KANSAS CITY, Mo. -- Students across the country are getting more than a pat on the back for scoring well on tests or attending school this summer. They're earning gift certificates, pizza parties and even prepaid credit cards.
As pressure grows to improve test scores, schools in places like Kansas City and Buffalo, N.Y., say they're successfully using such incentives. Critics, however, call them a poor use of public money at a time when many states are struggling to fund education.
And school, they say, shouldn't be thought of as a place to make a buck.
"In a sense, there's something sad about having to bribe kids to pay attention to a boring test," said Monty Neill, executive director of the National Center for Fair and Open Testing in Cambridge, Mass. "That shouldn't be what school is about."
Evidence of incentives' success is mixed. A pair of experiments conducted in the 1990s at the University of California-Los Angeles examined whether cash rewards could entice students to score better on tests.
Eighth-graders paid $1 for each correct answer scored slightly higher than students who were not paid; the money made no difference for 12th-graders.
In the second study, researchers looked again at 12th-graders, but upped the ante to $10 for each correct answer. Again, there was no difference between the paid and unpaid group, said Harold O'Neil, one of the researchers and an education professor at the University of Southern California.
But districts, including Kansas City's, have started offering incentives to students just for showing up. That's particularly common in Missouri summer school programs, because the districts themselves receive a financial incentive from the state for holding summertime sessions.
Struggle for attendance
Before the incentives were added, the Kansas City district struggled to get students to attend regularly.
"They'd come for a day or two, or week, and then they'd drop out," said Sugar Lee Lewis, the district's director of summer school and admissions.
Daily attendance has improved under the incentives program, and more than 14,000 students are enrolled in summer school this year, up from about 9,400 last year. In 2001, when no incentives for attendance were offered, just 6,000 students enrolled in summer school.
"In some cases, it has raised some eyebrows because some parents think it improper that you have to provide incentives to get kids to go to school," said Jim Morris, a spokesman for the Missouri Department of Elementary and Secondary Education.
"But even so," he said, "it seems to be flourishing."
Last year, about 55 districts in the state contracted with Newton Learning, a division of the for-profit school management company Edison Schools Inc., to operate summer programs.
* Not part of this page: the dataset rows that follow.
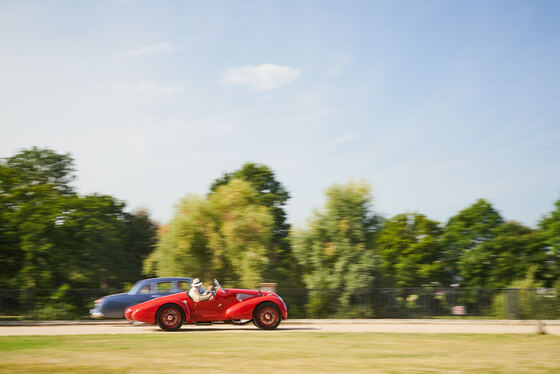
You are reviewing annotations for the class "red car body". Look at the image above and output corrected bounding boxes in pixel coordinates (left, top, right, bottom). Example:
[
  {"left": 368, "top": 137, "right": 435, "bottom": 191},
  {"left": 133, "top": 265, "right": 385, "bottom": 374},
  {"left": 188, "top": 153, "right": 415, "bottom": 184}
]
[{"left": 125, "top": 288, "right": 288, "bottom": 331}]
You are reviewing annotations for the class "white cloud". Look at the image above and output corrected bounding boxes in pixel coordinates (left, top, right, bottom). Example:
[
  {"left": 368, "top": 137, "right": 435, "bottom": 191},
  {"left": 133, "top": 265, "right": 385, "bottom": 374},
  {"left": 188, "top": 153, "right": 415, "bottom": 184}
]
[
  {"left": 121, "top": 42, "right": 178, "bottom": 56},
  {"left": 334, "top": 132, "right": 358, "bottom": 144},
  {"left": 327, "top": 53, "right": 352, "bottom": 76},
  {"left": 222, "top": 64, "right": 301, "bottom": 91},
  {"left": 115, "top": 80, "right": 185, "bottom": 96}
]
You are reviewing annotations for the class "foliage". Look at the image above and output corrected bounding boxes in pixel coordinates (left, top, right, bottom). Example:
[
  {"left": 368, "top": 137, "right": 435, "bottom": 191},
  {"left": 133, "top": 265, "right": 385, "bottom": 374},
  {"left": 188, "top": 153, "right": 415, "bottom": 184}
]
[
  {"left": 492, "top": 267, "right": 560, "bottom": 319},
  {"left": 209, "top": 163, "right": 302, "bottom": 287},
  {"left": 538, "top": 199, "right": 560, "bottom": 286},
  {"left": 458, "top": 221, "right": 544, "bottom": 288},
  {"left": 0, "top": 148, "right": 155, "bottom": 289},
  {"left": 145, "top": 179, "right": 274, "bottom": 287},
  {"left": 376, "top": 213, "right": 448, "bottom": 287},
  {"left": 441, "top": 199, "right": 504, "bottom": 280},
  {"left": 292, "top": 182, "right": 380, "bottom": 316}
]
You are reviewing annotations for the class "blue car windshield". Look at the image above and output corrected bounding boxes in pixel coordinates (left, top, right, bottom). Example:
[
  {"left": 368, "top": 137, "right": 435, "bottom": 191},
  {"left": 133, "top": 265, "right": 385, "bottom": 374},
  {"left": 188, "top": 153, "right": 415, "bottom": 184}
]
[{"left": 128, "top": 281, "right": 142, "bottom": 295}]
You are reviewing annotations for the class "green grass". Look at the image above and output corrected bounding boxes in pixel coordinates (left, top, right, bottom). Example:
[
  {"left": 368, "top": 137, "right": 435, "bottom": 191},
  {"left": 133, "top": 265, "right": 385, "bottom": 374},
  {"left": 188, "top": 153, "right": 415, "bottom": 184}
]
[{"left": 0, "top": 330, "right": 560, "bottom": 374}]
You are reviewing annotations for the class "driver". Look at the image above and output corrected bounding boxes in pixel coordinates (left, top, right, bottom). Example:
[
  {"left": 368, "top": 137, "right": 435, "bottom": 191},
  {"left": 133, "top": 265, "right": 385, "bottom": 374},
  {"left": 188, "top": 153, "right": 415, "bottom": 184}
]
[{"left": 189, "top": 278, "right": 214, "bottom": 302}]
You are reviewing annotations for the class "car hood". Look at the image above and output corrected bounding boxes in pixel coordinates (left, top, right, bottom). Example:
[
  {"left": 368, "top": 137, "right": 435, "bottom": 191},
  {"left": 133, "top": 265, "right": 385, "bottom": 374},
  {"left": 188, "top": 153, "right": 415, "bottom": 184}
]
[{"left": 100, "top": 292, "right": 128, "bottom": 300}]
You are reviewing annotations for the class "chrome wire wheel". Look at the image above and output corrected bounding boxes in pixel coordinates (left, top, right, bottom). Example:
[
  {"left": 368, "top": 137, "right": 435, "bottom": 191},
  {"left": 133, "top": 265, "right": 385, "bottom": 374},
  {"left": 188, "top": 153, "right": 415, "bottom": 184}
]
[
  {"left": 259, "top": 307, "right": 278, "bottom": 326},
  {"left": 156, "top": 305, "right": 183, "bottom": 331},
  {"left": 253, "top": 302, "right": 282, "bottom": 330}
]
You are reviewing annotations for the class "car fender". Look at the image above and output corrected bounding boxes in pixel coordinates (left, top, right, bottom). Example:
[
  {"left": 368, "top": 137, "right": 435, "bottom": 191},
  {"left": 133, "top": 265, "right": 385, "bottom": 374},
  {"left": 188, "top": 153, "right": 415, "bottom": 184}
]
[
  {"left": 125, "top": 294, "right": 191, "bottom": 324},
  {"left": 225, "top": 295, "right": 288, "bottom": 319}
]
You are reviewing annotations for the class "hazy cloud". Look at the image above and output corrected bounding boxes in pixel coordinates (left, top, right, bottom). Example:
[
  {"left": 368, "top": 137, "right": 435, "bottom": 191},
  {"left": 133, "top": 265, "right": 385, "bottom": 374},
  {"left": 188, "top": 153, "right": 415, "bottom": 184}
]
[
  {"left": 121, "top": 42, "right": 178, "bottom": 56},
  {"left": 334, "top": 132, "right": 358, "bottom": 144},
  {"left": 115, "top": 80, "right": 185, "bottom": 96},
  {"left": 222, "top": 64, "right": 301, "bottom": 91}
]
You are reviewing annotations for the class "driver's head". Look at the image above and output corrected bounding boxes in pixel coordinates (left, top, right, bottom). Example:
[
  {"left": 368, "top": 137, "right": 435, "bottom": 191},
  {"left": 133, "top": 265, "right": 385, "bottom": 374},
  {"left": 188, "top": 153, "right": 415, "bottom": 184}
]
[{"left": 192, "top": 278, "right": 202, "bottom": 288}]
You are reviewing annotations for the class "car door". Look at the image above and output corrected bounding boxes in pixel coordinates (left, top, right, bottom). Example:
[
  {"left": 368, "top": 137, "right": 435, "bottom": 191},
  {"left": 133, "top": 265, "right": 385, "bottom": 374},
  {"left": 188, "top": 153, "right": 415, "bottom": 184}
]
[
  {"left": 192, "top": 289, "right": 231, "bottom": 322},
  {"left": 152, "top": 281, "right": 177, "bottom": 298}
]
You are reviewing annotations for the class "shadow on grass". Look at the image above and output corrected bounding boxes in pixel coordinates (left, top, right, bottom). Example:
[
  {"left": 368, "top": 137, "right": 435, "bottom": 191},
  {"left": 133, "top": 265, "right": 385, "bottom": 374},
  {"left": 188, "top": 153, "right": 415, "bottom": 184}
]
[{"left": 153, "top": 327, "right": 318, "bottom": 333}]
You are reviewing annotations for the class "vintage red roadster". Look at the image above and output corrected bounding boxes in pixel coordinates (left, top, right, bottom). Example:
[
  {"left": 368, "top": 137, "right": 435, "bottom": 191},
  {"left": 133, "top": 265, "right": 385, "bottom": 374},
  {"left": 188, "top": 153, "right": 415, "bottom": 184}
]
[{"left": 125, "top": 279, "right": 288, "bottom": 331}]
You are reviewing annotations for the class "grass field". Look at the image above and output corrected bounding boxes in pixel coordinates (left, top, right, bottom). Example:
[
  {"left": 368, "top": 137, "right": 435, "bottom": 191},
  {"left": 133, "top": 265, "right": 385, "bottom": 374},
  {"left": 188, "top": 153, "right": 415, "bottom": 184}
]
[{"left": 0, "top": 331, "right": 560, "bottom": 374}]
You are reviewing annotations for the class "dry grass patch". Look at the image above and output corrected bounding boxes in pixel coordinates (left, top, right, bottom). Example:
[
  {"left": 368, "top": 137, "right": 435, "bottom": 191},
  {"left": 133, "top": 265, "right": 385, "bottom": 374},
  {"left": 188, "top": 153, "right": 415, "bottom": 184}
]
[{"left": 0, "top": 330, "right": 560, "bottom": 374}]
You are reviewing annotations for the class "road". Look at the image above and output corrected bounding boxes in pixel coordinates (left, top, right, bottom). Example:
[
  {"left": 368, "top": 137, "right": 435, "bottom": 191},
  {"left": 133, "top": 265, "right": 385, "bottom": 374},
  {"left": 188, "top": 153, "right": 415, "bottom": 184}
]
[{"left": 0, "top": 320, "right": 560, "bottom": 336}]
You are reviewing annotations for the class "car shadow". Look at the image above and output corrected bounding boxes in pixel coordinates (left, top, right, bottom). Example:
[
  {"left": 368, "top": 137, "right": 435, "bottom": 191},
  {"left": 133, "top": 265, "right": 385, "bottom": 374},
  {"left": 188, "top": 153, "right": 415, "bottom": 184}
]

In 1999, the company began offering incentives -- including bicycles, video games, stereos and gift certificates -- to students participating in summer school programs.
"It's very simple," said Adam Tucker, a spokesman for Edison. "Kids can't learn unless they are in school."
Newton, which also operates summer school programs in California, plans to expand into other states in coming years.
At Buffalo's Burgard Vocational High School, students who participate in a three-year-old program that focuses on academics and includes an intensive look at the automotive industry receive $5.15 an hour to attend class during the summer. They are also given a stipend of about $45 a month for attending an after-school program that meets three days a week during the regular school year.
John Suchy, the program's coordinator, said participants have a higher overall attendance rate and score about 6 percentage points higher academically than classmates who aren't involved.
Kansas City's district plans to spend $750,000 on prepaid Visa cards this summer for attendance rewards. Students who don't miss a day will get a card worth $125; those who miss only two get a $50 card.
Courtney Fields and classmate Che'Myra Fields, who aren't related, already have plans for their cards.
The soon-to-be sixth graders at Southeast K-8 Zoo Academy are planning vacations: Courtney, 11, envisions a trip to Mississippi to see her cousins, while Che'Myra, 10, wants to visit Chicago. Clothes, games and candy are also on their shopping list.
The district has also added an incentive program worth nearly $380,000 to reward schools whose students perform well on state tests. Under the plan, any of the district's 66 schools could give students direct incentives -- such as tickets to movies, amusement parks or sporting events. Schools also could stage such events as school-wide picnics.
District spokesman Edwin Birch acknowledged the incentive effort has its critics. But, he said, "How do you reach those kids who don't see the value of an education because they are dealing with other things in their lives?"